I will be working with two scholars in the Netherlands, one an ecologist and seasoned modeller, the other an expert in foresight studies and scenario building. It is not by chance that I looked to the Netherlands for expertise: because of its geography with large parts of the country below sea level, the Netherlands have a long tradition of engineering their environment, and a strong belief in engineerability, which comes with a focus on preparing for the future. I want to find out how modelling relates to confidence in engineerability, and what the implications are of a worldview framed by a belief in engineerability.
Because of the uncertainties inherent in nuclear decommissioning, areas of decommissioning provide conceptually and experientially rich settings to come up with templates for modelling (including scenario building, simulations, and ecosystem modelling), a planned outcome of the project that we want to achieve through collaborative workshops with local discussion partners. Our aim is to design models for future making that broaden out from human-centred concerns and bridge short-term conventional economic and long-term ecosystemic interests.
I am particularly interested in practices of modelling because these are forms of mimesis, a theme I have worked on before in very different settings. Mimesis is not simply about imitating; it is an epistemic practice of mirroring and reflecting knowns and unknowns, which is essentially transformative and thus particularly appropriate for future making. Through acting out, contrasting and comparing, mimesis allows for change. This is exactly what happens in modelling. It moves backwards and forwards in time in order to yield scenarios for futures. These are never ‘representative’ of real worlds; instead, they are full of unknowns and uncertainties, and of possibilities to open up imaginative thinking. I want to gain deeper insights into mimesis as a human practice of acquiring knowledge and I hope to find out to what extent modelling, as an experimental tool in workshop settings, can embrace uncertainty as an opportunity for output rather than construe it as a problem of input.
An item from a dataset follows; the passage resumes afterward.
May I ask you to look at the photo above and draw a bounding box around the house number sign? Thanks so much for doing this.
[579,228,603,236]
Decommissioning and nuclear waste management require fundamental decisions about caring for wastes, living organisms, and landscapes. Part of the decommissioning process is ‘environmental remediation’, a technical term, and a euphemism, pertaining to the (contested) extent to which a contaminated site is cleaned up (please see my mini-lecture on this topic). Would it be possible to turn corporate ‘environmental remediation’ into a societal ideal sparking ecocentric initiatives, with the nuclear decommissioning industry broadening its scope to prepare and care for different futures?
In this project, areas of nuclear decommissioning are conceived of as conceptual playgrounds, opening up spaces to imagine future lifeworlds. The Russian invasion of Ukraine chillingly shows how nuclear facilities, be they active or decommissioned power plants, can become battlegrounds quite literally filled with potential for anguish and destruction beyond our wildest imagination. This reminds us of the terrible responsibilities, and impotencies, that come with trying to control nuclear power, nuclear materials, or nuclear waste. Not to speak of the deeply chilling threat of nuclear weapons. Remember the ‘nuclear deterrent’? There’s yet another euphemism for you.